Y de que se encarga el write config? lo malo es que de la lista no sale mi kernel, que esun 2.6.12-r9, pasara algo si le pongo el parche del 2.6.13?

----------

## Reikinio

 *Quote:*   

> Y de que se encarga el write config? lo malo es que de la lista no sale mi kernel, que esun 2.6.12-r9, pasara algo si le pongo el parche del 2.6.13?

 

El patch the permite utilizar hdparm con discos SATA, los discos SATA son controlados en el kernel por libata.

Para fijarte si tenes el patch en tu kernel, entra: 'hdparm -I /dev/sda', 

Algunas opciones no funcionan. 

Yo prefiero tener "write caching" deshabilitado, si lo habilitas entonces tu sistema correra mas rapido pero corres el riesgo de que se te cuelge.

Estas seguro que tenes 2.6.12-r9 ?? yo tengo r-6, bueno tendre que hacer un emerge --sync luego  :Smile: 

No uses patches para otras versiones, 

Para tu kernel usa este:

http://ftp.linux.hr/pub/linux/kernel/people/jgarzik/libata/2.6.12-git4-passthru1.patch.bz2

----------

## gringo

 *Quote:*   

> http://ftp.linux.hr/pub/linux/kernel/people/jgarzik/libata/2.6.12-git4-passthru1.patch.bz2

 

mejor usad éste, que es el mas actualizado  :Wink: 

http://kernel.org/pub/linux/kernel/people/akpm/patches/2.6/2.6.13-rc6/2.6.13-rc6-mm1/broken-out/git-libata-all.patch

saluetes

----------

## frodoweb

que os parece este: http://www.alternate.es/html/shop/productDetails.html?showTechData=true&artno=A9BU03&#tecData ??

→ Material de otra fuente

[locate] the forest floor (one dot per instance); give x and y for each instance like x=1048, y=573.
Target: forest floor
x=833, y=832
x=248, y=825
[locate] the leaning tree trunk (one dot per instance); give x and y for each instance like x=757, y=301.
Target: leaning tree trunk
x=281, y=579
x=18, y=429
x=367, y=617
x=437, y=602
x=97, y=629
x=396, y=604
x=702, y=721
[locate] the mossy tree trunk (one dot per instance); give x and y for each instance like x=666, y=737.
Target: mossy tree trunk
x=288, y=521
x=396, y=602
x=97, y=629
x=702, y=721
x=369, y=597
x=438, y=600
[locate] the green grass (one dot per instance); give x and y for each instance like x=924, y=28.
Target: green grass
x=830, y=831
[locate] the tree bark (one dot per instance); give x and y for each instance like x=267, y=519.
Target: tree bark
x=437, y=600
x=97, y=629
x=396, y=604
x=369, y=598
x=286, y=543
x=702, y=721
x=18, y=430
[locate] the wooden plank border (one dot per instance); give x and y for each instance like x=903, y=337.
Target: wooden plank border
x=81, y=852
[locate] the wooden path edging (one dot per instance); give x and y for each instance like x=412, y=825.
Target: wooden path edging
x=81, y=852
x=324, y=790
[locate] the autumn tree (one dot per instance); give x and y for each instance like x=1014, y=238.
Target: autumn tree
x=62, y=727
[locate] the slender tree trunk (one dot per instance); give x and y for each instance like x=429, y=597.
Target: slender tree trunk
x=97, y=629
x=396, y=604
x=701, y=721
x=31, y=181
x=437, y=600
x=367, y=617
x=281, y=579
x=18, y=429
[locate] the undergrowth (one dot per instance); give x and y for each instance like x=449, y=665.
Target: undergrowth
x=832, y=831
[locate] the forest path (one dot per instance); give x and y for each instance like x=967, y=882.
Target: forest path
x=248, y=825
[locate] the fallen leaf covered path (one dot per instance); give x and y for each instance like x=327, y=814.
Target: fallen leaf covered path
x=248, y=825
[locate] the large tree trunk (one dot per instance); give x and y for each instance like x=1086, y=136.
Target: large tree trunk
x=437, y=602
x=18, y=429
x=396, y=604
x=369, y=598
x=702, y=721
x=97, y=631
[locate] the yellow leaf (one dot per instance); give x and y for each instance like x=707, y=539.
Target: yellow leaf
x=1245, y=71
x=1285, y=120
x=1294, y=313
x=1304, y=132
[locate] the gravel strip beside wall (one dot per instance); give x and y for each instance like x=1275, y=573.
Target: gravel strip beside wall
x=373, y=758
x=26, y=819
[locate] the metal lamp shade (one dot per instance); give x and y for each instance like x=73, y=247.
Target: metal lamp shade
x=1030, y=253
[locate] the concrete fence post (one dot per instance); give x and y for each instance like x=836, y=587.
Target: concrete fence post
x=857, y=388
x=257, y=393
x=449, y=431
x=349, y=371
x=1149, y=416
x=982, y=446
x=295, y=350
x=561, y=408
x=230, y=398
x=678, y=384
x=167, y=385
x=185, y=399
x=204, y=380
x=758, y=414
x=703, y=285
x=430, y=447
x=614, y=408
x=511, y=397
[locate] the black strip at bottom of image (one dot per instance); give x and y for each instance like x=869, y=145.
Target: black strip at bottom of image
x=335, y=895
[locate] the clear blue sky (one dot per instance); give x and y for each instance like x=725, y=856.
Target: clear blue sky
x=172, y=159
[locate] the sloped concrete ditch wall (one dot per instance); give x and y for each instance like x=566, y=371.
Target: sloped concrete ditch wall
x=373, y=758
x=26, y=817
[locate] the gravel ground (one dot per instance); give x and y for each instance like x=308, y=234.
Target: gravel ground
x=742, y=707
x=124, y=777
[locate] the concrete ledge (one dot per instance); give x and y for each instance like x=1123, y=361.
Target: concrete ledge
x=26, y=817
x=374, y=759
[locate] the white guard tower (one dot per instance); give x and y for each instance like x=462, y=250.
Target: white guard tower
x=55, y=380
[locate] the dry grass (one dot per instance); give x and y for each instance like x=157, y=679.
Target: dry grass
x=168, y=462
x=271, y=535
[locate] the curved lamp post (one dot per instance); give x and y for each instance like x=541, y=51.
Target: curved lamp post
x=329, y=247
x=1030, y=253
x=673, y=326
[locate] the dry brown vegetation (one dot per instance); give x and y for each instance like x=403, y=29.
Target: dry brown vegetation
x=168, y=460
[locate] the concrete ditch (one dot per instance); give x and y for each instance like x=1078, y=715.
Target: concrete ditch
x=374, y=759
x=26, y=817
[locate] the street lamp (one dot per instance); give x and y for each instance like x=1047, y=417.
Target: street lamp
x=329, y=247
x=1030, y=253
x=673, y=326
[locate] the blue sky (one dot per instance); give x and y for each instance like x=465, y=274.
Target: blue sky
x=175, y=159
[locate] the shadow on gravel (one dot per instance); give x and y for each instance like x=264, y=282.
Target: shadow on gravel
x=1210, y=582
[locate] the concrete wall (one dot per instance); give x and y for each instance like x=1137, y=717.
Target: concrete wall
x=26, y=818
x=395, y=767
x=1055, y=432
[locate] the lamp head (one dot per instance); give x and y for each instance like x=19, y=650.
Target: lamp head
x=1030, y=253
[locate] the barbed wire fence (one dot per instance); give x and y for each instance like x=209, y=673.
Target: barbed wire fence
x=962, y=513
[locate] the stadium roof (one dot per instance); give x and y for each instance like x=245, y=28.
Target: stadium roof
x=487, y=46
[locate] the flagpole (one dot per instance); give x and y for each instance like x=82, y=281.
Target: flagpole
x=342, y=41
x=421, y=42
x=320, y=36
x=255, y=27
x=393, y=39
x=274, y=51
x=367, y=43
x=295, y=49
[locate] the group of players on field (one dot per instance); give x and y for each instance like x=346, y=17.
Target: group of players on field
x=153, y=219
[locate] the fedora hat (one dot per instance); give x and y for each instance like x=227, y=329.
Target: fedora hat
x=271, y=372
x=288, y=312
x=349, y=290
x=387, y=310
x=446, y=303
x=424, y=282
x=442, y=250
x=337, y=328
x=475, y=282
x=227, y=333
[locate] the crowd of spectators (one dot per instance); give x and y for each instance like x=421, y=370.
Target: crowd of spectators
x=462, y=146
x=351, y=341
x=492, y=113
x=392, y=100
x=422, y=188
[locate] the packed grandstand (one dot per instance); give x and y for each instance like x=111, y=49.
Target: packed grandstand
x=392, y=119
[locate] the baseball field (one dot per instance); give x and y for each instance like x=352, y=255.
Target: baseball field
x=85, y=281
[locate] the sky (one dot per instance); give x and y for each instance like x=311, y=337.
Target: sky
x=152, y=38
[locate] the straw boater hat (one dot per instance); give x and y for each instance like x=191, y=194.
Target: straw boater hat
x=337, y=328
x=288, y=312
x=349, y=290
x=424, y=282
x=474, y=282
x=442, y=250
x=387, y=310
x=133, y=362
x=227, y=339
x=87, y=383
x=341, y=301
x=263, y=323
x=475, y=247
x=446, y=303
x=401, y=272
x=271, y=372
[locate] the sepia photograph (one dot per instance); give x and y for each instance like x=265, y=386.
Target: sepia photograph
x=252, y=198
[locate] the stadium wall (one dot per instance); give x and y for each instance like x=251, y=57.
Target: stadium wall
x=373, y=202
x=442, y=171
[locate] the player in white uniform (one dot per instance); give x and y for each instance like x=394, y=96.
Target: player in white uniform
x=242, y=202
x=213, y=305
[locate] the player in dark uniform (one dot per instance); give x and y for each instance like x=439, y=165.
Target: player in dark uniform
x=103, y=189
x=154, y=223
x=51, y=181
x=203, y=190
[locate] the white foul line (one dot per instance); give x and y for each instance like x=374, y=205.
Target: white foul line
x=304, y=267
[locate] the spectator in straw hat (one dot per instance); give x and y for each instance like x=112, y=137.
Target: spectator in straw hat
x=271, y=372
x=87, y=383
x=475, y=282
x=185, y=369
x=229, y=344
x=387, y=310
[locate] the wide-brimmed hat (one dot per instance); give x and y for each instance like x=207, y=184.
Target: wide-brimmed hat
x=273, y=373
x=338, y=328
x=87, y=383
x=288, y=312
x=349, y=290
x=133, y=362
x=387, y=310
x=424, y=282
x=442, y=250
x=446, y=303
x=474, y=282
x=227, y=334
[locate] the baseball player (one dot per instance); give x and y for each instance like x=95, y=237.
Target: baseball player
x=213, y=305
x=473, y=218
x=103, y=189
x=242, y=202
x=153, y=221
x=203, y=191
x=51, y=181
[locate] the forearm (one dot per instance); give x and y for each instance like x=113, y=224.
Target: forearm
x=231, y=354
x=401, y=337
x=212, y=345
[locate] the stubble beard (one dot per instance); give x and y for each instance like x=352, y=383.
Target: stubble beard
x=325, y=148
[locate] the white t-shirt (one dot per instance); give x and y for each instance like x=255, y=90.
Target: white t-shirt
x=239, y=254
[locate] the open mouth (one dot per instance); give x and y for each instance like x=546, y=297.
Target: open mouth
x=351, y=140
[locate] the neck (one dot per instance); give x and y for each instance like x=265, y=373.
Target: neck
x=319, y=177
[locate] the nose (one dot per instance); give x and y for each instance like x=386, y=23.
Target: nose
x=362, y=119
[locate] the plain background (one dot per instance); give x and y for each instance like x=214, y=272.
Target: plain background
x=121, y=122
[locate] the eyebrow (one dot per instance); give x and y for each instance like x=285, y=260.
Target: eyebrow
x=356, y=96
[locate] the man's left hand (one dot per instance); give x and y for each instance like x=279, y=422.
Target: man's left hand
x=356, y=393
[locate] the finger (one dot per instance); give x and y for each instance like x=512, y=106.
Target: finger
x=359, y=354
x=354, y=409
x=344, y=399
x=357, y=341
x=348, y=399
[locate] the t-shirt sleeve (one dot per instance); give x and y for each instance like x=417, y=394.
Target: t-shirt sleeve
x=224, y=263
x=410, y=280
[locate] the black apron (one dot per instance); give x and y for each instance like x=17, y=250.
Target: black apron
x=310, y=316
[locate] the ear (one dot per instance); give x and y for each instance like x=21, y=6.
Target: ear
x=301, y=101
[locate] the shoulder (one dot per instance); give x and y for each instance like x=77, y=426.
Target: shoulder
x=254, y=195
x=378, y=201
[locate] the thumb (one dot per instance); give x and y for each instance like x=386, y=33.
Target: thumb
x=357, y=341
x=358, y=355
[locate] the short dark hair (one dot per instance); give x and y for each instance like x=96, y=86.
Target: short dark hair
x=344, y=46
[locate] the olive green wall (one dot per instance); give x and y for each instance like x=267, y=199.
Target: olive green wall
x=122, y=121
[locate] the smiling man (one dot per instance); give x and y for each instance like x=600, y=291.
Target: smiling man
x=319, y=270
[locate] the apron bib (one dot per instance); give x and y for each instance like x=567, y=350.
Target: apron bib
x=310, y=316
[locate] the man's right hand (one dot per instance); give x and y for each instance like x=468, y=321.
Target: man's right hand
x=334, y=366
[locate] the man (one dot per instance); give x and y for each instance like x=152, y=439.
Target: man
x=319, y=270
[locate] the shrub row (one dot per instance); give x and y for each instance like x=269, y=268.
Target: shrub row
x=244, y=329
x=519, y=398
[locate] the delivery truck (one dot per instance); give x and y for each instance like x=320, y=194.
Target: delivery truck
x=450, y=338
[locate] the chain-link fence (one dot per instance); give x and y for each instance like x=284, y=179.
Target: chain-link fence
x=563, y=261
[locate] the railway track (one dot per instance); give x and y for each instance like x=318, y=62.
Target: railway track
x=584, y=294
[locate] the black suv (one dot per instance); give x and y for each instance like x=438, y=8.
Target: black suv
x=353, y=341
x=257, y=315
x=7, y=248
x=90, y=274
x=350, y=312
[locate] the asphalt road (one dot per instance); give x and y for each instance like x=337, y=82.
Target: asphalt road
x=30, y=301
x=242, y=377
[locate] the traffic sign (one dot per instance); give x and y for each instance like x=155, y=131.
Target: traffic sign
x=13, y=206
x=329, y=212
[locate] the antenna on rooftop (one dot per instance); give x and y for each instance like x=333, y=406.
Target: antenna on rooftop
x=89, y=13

mi prioridad es el silencio.

En cuanto al parche... es bastante interesante. Sobre todo por poder trabajr con hdparm y SATA (aunque si viene optimizado, no se para que...)

Saludos

----------

## DDrDark

gracias por el pach! ahora voy a buscar como se instala XDDD

gringo ese kernel esta en inestable creo, porq segun se la ultima version es la que tengo yo (llevo los paquetes al dia xD)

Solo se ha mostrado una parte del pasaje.